The caption for the photo on P. 23 of the March 2009 issue refers to the men shown as “members of the storied Irish Brigade.” It is worth noting that the man on the far right of the photo (seated and holding a hat) is Father William Corby, the chaplain of the Irish Brigade.
Corby is famous for standing on a boulder near Cemetery Ridge at Gettysburg and giving soldiers absolution as they prepared for battle. His statue at Gettysburg commemorates that event.
Western Pennsylvania boy
The March 2009 article “Stories in Stone” includes a section on Captain David Acheson, who was killed in the Wheatfield during the Battle of Gettysburg and buried on the field, underneath a stone there with his initials “DA” and his regiment—“140 PI”—carved into it. The article states that several cousins came from Washington, D.C., to disinter his body and take it back home to the family plot in the cemetery in Washington. He, in fact, was from Washington, Pa., or as we called it growing up in Pitts burgh: “Little Washington.” His cousins brought his body back to the cemetery in Washington County, Pa., about 25 miles southwest of Pittsburgh. A recent documentary on Pittsburgh’s PBS station, WQED, discussed the vandalism that occurs to Gettysburg monuments. One segment showed David Acheson’s marker, with his great-niece reading letters that he had written to his mother in Washington, Pa.
Upper St. Clair, Pa.
Stop Forrest fire
As a new student of Civil War history, I read your magazine to learn about the many players who helped shape the Civil War. To be honest, I had never heard of Nathan Bedford Forrest prior to your cover story on him. Your story clearly stated that while many believe Forrest founded the Ku Klux Klan, recent evidence points to the contrary. Forrest may not have been a great man, but in the South neither was Abraham Lincoln nor General William T. Sherman.

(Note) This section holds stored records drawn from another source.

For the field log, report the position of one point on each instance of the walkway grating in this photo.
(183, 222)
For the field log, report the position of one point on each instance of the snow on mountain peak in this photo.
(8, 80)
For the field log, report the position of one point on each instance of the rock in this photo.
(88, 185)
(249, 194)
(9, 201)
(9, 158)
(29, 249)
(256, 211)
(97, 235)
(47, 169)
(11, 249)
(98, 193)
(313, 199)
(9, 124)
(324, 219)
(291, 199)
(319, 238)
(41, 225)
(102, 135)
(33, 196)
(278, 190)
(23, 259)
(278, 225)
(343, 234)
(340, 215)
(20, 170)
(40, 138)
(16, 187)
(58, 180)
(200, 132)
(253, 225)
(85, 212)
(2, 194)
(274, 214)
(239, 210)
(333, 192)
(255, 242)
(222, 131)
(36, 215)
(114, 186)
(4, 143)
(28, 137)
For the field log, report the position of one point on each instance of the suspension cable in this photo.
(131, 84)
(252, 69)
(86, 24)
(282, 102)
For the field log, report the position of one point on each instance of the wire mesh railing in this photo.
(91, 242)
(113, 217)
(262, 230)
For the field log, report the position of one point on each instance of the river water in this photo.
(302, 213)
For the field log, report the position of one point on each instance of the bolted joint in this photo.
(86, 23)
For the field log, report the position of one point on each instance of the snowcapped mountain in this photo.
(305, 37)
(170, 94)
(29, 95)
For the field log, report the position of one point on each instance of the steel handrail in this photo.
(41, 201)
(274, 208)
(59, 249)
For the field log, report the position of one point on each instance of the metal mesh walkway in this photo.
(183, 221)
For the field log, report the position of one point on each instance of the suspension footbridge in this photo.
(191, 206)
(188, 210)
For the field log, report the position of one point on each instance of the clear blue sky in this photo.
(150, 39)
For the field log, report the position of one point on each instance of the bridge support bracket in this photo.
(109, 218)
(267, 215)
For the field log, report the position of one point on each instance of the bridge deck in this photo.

The Civil War is not only about great generals and battles, it is also about a horrendous loss of life and unspeakable tortures. We must remember all of these things in order to fully understand where our great country has come from and where we are headed as we inaugurate our 44th President.
Jenna M. Frye
Editor’s note:We were unable to print the large volume of letters, the largest amount we have gotten in some time, that the magazine received supporting the January 2009 cover and article on N.B. Forrest. America’s Civil War always appreciates our readers’ interest in our editorial content, and thank you for your overwhelming response.
Journey to the past
When I was 8 years old, my mother and I moved in with my grandparents. They had no television, so for entertainment they told us stories about relatives that lived in Arkansas during the Civil War.
Many years later, after serving in the Marines, raising a family and retiring from teaching, I began a journey back to the past. I discovered that my great-grandfather had been a Confederate soldier. His name was George Wash ington Hammon, and he joined the Walker County Light Guards in 1862. The Guards became E Company of the 39th Regiment of the Georgia Volunteer Infantry. Twice, my great-grandfather was captured and paroled.
I always enjoy stories of family members who served in the Civil War, so I decided to share a little history of my family.